Ce vendredi 3 avril, la France a exigé la "libération immédiate" de Nasrin Sotoudeh, lauréate du prix Sakharov, qualifiant son arrestation d'illustration frappante de la "persécution systématique" des défenseurs des droits humains par le régime iranien. Le ministère des Affaires étrangères a souligné les graves atteintes aux droits individuels orchestrées par Téhéran.

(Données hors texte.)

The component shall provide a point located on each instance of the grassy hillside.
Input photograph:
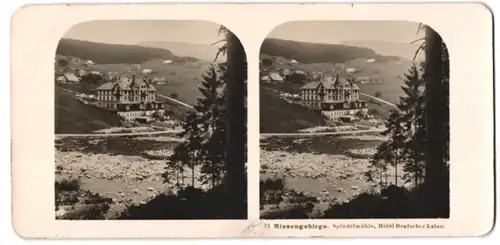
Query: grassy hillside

Pascal Confavreux, porte-parole du ministère, a exprimé ses inquiétudes concernant l'état de santé de Narges Mohammadi, également défenseur des droits humains et lauréate du prix Nobel de la paix, actuellement incarcérée depuis décembre. Ces cas révèlent le climat d'intimidation et de répression galopante en Iran.
Nasrin Sotoudeh, qui a été honorée en 2012 pour son engagement en faveur des droits civils, a été arrêtée à son domicile. Sa fille a divulgué cette information sur Instagram, ajoutant qu'elle n'avait pas eu de nouvelles de sa mère.
Les organisations internationales, y compris l'ONU, suivent de près cette affaire et dénoncent les violations des droits fondamentaux. "C'est un signal inquiet concernant la liberté d'expression et le respect des droits des citoyens", déclare Rachid Bougherbal, expert en droits humains.
Des alertes porteuses d'espoir
Des voix se sont élevées sur la scène internationale, appelant à une prise de conscience accrue sur les souffrances vécues par les défenseurs des droits en Iran. Les gouvernements du monde entier, en particulier ceux d'Europe, se mobilisent pour peser sur le régime iranien afin qu'il respecte ses engagements fondamentaux vis-à-vis des droits humains.
Narges Mohammadi, dont l'état de santé est jugé "extrêmement préoccupant" après une probable crise cardiaque, a également soulevé des inquiétudes parmi ses soutiens. Son arrestation récente fait partie d'un tableau sombre de répression des voix critiques en Iran.
La situation actuelle nécessite une action concertée des pouvoirs internationaux pour faire valoir les droits fondamentaux des citoyens iraniens et contrer les efforts du régime de Téhéran pour museler la dissentement.